Eppure c’è molta verità, sulla straziante pagina della guerra che dal ‘92 al ‘95 ha insanguinato quella parte d’Europa a noi così vicina. Soprattutto in relazione alla fase più difficile: la fine di essa e la ricostruzione se non della pace, almeno di una decente convivenza.
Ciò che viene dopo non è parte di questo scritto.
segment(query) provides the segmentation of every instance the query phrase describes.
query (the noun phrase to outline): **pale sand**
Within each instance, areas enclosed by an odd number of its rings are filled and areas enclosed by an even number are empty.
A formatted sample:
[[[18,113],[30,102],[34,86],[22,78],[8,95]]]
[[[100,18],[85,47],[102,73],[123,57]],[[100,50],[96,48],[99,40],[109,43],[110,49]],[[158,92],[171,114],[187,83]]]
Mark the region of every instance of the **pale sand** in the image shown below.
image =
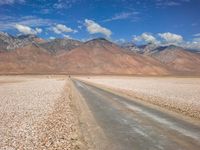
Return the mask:
[[[200,119],[200,78],[176,77],[79,77],[121,90],[126,94]]]
[[[66,78],[0,76],[0,149],[79,149]]]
In Bosnia i cooperanti galleggiano in un’atmosfera rarefatta. Perché sono gente che fa il volontario non solo per vocazione, ma anche  per mestiere. Sono uomini di buona volontà che cercano di mettere delle pezze: limitate, poco incisive, ma almeno ci provano. E vanno incontro alle difficoltà e intralci più svariati, alcuni oggettivi ma altri – molti, per la verità – dettati da pura e presuntuosa  stupidità cui si accoppia il più spregevole utilitarismo. Ma – ed è questa la più riuscita caratteristica del film – dando all’insieme un ritmo da commedia.

La soggettività è filtrata dalle dialettiche interne al gruppo, di come i volontari s’interfacciano tra loro e con la autorità di fatto cui sono sottoposti. Gli attori sono a loro agio in questa dimensione sospesa: Benicio Del Toro, il protagonista, su tutti, per intelligenza e apparente cinismo. Tim Robbins, con eleganza, spinge sul pedale dell’eccesso grottesco.

La fotografia, di Alex Catalàn, ha creato una stupenda quanto inaccessibile Bosnia tra le montagne dell’Andalusia.